Avec la vitalité pour mantra, dans son introduction, "The Baying of the Hounds" est fait du même bois qualitatif et nous subjugue par une production épique pour définitivement nous posséder sur le pont évoqué précédemment. L'ascension y est vertigineuse jusqu'à la reprise du grawl d'Åkerfeldt dont la puissance est telle que la terre se dérobe sous nos pieds et nous plonge dans la torpeur des abysses pour un final terriblement angoissant et néanmoins fascinant.
Reste "Beneath the Mire" peut-être plus convenu et qui, s'il n'atteint pas les hauteurs prodigieuses de ses devanciers, se voit greffer d'un solo totalement jouissif.
Opeth a cette capacité impressionnante à restituer la couleur de sa musique au travers de ses pochettes d'albums. Ghost Reveries ne fait pas exception et se définit parfaitement au reflet de son visuel : hanté et claustrophobique.
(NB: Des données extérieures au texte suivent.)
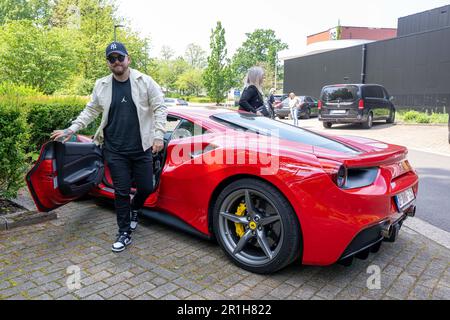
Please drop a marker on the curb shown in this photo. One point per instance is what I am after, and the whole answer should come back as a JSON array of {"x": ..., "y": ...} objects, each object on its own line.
[
  {"x": 28, "y": 216},
  {"x": 429, "y": 231},
  {"x": 25, "y": 218},
  {"x": 431, "y": 152}
]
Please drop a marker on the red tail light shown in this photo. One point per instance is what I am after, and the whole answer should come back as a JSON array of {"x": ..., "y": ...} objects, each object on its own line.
[{"x": 361, "y": 104}]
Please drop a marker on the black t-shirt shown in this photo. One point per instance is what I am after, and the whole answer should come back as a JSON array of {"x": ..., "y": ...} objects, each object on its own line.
[
  {"x": 251, "y": 99},
  {"x": 122, "y": 133}
]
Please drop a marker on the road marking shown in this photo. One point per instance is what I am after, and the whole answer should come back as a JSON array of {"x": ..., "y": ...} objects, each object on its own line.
[
  {"x": 429, "y": 231},
  {"x": 431, "y": 152}
]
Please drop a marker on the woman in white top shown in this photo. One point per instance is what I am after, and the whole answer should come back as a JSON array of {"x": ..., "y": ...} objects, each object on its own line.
[{"x": 294, "y": 104}]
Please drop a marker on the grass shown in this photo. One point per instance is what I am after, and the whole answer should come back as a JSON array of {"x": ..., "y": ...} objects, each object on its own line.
[{"x": 411, "y": 116}]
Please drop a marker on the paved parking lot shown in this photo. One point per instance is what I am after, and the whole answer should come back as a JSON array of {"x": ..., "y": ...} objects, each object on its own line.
[{"x": 167, "y": 264}]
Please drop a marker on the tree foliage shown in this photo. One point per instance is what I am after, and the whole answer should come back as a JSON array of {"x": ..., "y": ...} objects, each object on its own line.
[
  {"x": 36, "y": 56},
  {"x": 38, "y": 10},
  {"x": 260, "y": 48},
  {"x": 217, "y": 76},
  {"x": 64, "y": 50},
  {"x": 195, "y": 56}
]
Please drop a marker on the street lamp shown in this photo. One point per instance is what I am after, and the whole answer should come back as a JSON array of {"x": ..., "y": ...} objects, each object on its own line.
[{"x": 115, "y": 32}]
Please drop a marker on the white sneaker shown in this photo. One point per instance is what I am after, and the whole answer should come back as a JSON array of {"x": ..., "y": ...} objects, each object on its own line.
[
  {"x": 123, "y": 240},
  {"x": 134, "y": 219}
]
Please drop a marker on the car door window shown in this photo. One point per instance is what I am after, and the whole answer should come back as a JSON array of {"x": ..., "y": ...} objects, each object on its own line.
[{"x": 187, "y": 128}]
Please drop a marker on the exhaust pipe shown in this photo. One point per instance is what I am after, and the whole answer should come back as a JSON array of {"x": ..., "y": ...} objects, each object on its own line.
[
  {"x": 386, "y": 231},
  {"x": 411, "y": 212},
  {"x": 390, "y": 232}
]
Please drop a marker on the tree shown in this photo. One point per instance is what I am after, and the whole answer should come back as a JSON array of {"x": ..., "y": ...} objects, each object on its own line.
[
  {"x": 195, "y": 56},
  {"x": 167, "y": 53},
  {"x": 218, "y": 73},
  {"x": 190, "y": 82},
  {"x": 36, "y": 56},
  {"x": 170, "y": 70},
  {"x": 260, "y": 48},
  {"x": 94, "y": 21},
  {"x": 37, "y": 10}
]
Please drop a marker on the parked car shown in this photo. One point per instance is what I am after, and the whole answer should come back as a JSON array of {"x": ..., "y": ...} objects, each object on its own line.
[
  {"x": 172, "y": 102},
  {"x": 355, "y": 103},
  {"x": 278, "y": 100},
  {"x": 319, "y": 200},
  {"x": 308, "y": 108}
]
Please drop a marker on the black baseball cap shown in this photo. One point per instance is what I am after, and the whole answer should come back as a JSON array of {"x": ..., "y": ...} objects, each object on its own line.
[{"x": 116, "y": 47}]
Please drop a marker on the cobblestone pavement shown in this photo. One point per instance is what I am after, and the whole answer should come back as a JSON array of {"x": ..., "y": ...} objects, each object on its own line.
[{"x": 167, "y": 264}]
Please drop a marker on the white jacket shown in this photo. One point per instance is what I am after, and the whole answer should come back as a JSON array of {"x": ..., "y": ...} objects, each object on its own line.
[{"x": 146, "y": 95}]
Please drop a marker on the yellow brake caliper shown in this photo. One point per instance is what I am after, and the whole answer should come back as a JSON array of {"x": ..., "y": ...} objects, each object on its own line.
[{"x": 239, "y": 226}]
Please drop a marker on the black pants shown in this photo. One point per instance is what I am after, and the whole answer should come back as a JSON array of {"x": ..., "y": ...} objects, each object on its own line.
[{"x": 123, "y": 168}]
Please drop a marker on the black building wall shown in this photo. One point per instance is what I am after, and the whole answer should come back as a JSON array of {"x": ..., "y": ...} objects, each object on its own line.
[
  {"x": 415, "y": 69},
  {"x": 424, "y": 21},
  {"x": 307, "y": 75}
]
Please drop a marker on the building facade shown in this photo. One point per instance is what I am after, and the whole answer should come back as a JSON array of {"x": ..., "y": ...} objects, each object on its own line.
[
  {"x": 350, "y": 33},
  {"x": 414, "y": 68}
]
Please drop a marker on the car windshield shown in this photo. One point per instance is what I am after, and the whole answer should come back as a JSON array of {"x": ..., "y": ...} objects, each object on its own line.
[
  {"x": 339, "y": 94},
  {"x": 268, "y": 127}
]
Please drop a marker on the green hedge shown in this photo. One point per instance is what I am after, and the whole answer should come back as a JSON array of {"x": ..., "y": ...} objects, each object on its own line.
[
  {"x": 25, "y": 124},
  {"x": 14, "y": 137},
  {"x": 50, "y": 113}
]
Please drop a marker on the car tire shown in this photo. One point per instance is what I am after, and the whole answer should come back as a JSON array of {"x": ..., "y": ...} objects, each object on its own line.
[
  {"x": 282, "y": 237},
  {"x": 391, "y": 118},
  {"x": 369, "y": 122},
  {"x": 327, "y": 125},
  {"x": 307, "y": 114}
]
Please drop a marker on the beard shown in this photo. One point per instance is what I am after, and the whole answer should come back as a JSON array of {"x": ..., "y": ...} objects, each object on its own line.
[{"x": 118, "y": 70}]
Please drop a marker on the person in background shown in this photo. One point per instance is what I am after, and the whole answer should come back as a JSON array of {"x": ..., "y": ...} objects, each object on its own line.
[
  {"x": 294, "y": 105},
  {"x": 271, "y": 102},
  {"x": 252, "y": 98}
]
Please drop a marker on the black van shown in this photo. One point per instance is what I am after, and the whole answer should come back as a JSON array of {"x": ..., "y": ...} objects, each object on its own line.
[{"x": 355, "y": 103}]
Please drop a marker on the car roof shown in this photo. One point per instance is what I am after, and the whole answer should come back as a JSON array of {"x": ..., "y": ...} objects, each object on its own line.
[
  {"x": 353, "y": 84},
  {"x": 197, "y": 112}
]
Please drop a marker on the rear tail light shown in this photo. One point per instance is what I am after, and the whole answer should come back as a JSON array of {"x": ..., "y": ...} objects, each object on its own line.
[
  {"x": 335, "y": 170},
  {"x": 341, "y": 176},
  {"x": 349, "y": 178},
  {"x": 361, "y": 104}
]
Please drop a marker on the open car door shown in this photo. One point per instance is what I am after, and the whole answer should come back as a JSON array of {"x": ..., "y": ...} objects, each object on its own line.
[{"x": 64, "y": 172}]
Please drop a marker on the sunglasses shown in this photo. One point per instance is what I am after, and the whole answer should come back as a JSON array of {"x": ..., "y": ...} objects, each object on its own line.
[{"x": 113, "y": 59}]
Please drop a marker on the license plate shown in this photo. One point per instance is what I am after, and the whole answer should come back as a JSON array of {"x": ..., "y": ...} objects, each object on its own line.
[
  {"x": 338, "y": 111},
  {"x": 404, "y": 199}
]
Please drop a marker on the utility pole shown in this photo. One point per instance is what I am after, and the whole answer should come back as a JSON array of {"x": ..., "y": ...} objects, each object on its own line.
[
  {"x": 276, "y": 66},
  {"x": 115, "y": 32}
]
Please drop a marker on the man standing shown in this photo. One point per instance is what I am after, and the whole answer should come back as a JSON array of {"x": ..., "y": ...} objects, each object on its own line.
[{"x": 132, "y": 128}]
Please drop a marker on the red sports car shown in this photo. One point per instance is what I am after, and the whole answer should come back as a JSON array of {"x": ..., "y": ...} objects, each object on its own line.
[{"x": 269, "y": 192}]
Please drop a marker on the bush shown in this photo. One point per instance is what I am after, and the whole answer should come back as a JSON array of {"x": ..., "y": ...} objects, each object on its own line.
[
  {"x": 411, "y": 116},
  {"x": 423, "y": 118},
  {"x": 14, "y": 137},
  {"x": 50, "y": 113},
  {"x": 17, "y": 90}
]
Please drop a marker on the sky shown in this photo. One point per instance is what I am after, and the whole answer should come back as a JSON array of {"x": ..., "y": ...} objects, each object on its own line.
[{"x": 177, "y": 23}]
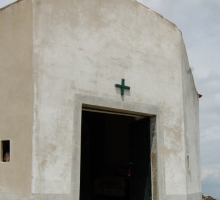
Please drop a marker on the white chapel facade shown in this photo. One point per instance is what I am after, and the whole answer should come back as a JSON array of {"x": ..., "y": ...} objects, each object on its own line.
[{"x": 98, "y": 102}]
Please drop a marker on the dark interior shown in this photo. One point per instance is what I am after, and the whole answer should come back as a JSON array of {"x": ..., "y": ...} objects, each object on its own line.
[{"x": 107, "y": 171}]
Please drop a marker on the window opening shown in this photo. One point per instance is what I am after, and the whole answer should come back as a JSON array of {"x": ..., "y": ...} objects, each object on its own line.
[{"x": 5, "y": 150}]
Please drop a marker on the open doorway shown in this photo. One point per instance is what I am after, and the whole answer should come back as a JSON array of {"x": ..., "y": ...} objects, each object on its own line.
[{"x": 115, "y": 157}]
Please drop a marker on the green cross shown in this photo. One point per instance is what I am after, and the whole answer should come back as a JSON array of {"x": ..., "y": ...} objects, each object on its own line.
[{"x": 122, "y": 86}]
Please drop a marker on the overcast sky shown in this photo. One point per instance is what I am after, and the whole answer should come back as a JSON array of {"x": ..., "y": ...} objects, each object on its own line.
[{"x": 199, "y": 21}]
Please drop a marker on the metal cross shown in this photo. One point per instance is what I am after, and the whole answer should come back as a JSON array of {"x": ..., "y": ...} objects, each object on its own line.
[{"x": 122, "y": 86}]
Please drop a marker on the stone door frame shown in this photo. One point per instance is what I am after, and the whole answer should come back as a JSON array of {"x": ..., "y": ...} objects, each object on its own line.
[{"x": 107, "y": 104}]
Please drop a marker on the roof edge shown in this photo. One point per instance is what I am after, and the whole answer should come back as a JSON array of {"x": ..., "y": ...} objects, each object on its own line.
[
  {"x": 3, "y": 8},
  {"x": 174, "y": 25}
]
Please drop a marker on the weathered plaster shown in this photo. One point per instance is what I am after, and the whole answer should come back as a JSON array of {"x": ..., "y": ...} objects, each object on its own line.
[
  {"x": 81, "y": 49},
  {"x": 16, "y": 102}
]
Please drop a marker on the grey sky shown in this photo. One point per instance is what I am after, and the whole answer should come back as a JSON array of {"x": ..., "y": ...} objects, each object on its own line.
[{"x": 199, "y": 21}]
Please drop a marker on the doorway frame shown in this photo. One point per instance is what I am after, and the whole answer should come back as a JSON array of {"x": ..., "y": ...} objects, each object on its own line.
[{"x": 131, "y": 108}]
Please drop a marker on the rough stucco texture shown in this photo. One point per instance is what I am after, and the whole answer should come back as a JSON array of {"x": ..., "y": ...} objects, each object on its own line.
[
  {"x": 16, "y": 102},
  {"x": 86, "y": 47}
]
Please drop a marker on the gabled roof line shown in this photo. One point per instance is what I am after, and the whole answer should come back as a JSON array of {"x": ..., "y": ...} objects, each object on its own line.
[
  {"x": 174, "y": 25},
  {"x": 3, "y": 8}
]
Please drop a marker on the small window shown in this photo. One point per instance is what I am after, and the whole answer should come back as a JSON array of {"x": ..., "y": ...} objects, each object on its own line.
[{"x": 5, "y": 150}]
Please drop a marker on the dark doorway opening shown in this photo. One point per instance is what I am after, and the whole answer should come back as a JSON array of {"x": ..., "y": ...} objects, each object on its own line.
[{"x": 115, "y": 157}]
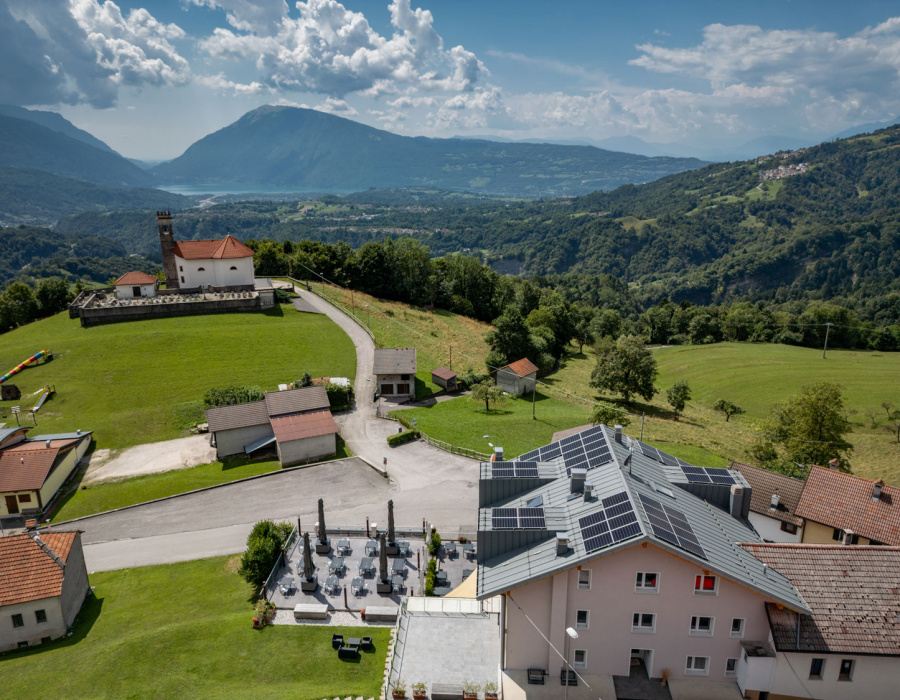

Si le mal-être s'est invité, avec un peu plus de force dans la formation suédoise, son créateur Mikael Åkerfeldt assoit encore son emprise en réussissant à extirper, par la musique, le groupe du coma dans lequel Opeth paraissait voué à être plongé. La huitième production des Suédois voit son leader nous proposer ses grawls les plus déchirants tout en s'affirmant comme un chanteur complet au vu de sa performance sur des balades poignantes de fragilité. Musicalement, les compositions évoluent avec l'introduction prépondérante du clavier comme valeur ajoutée dans la richesse distillée au sein des morceaux et de l'immersion dans les atmosphères partagées.
Mis au-devant des critiques émanant de la presse et de son public, conjuguées à une nécessaire remise en question venant de l'intérieur du groupe, Åkerfeldt, fera réapparaître Opeth dans une nouvelle incarnation, trois ans plus tard, pour ce que beaucoup qualifient comme le sommet de leur période death-metal avec Watershed.
A écouter : "The Baying Of the Hounds" ; "Ghost Of Perdition" ; "Isolation Years" ; "Reveries / Harlequin Forest".